Shiva Narayan Khatri was the Kaji of the Kingdom of Nepal and a military commander in the unification of Nepal during the 18th century.

He was the military commander under Prince regent Bahadur Shah during whose reign the kingdom of Nepal expanded west upto Garhwal and Kumaon regions, now part of India.

== Annexation of Kirat Region ==
King Prithvi Narayan Shah, after facing heavy losses from Kirat fighters in the Kirat region, sent military enforcements under the command of Khatri. After a battle of five months, the Gorkha troops occupied the whole of Kirat region, then known as Majhkirat.

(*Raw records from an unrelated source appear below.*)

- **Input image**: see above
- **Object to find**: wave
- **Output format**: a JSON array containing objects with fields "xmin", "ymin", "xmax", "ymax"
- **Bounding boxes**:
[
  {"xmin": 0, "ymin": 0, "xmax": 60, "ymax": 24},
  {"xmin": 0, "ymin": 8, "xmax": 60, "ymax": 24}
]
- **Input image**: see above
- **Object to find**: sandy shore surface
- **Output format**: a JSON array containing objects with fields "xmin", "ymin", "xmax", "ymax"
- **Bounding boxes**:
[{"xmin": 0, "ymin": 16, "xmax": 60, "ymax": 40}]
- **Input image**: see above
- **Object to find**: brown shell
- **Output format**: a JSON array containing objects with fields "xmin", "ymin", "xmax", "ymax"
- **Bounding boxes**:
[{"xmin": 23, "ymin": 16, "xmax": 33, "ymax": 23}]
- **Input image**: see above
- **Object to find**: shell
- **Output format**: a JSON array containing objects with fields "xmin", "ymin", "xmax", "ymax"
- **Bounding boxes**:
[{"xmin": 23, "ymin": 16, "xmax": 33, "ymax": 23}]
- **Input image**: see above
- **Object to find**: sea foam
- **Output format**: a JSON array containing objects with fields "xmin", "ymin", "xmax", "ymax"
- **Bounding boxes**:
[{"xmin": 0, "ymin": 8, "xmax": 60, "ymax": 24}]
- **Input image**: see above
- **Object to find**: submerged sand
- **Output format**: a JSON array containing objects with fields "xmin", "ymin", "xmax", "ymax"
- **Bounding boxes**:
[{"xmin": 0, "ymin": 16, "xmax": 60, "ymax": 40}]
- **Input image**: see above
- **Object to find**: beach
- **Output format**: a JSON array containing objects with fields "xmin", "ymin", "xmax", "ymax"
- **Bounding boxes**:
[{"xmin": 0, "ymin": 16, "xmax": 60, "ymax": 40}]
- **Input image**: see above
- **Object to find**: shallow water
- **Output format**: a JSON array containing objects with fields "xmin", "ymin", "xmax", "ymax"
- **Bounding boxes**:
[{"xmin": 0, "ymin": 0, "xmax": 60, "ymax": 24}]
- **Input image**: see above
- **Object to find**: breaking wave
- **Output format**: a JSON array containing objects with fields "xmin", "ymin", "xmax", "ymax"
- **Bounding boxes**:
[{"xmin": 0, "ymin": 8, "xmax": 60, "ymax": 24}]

== Annexation of Mustang and Jumla ==
Kaji Shiva Narayan Khatri led the Gorkhali army and seized the Himalayan Kingdom of Mustang which accepted Nepal's suzerainty. Khatri then led the troops via mukstishetra and defeated the kingdom of Jumla, considered the most difficult of the western frontiers, in 1789 AD. The king of Jumla fled to Tibet after the defeat, paving the way for western unification of Nepal.

== Annexation of Gulmi ==
After maintaining matrimonial relation with Palpa, Bahadur Shah sent Kaji Shiva Narayan Khatri, Kaji Jiva Shah and Sardar Amar Singh Thapa to annex Gulmi. The king of Gulmi fled and Gulmi was annexed into the Kingdom of Nepal.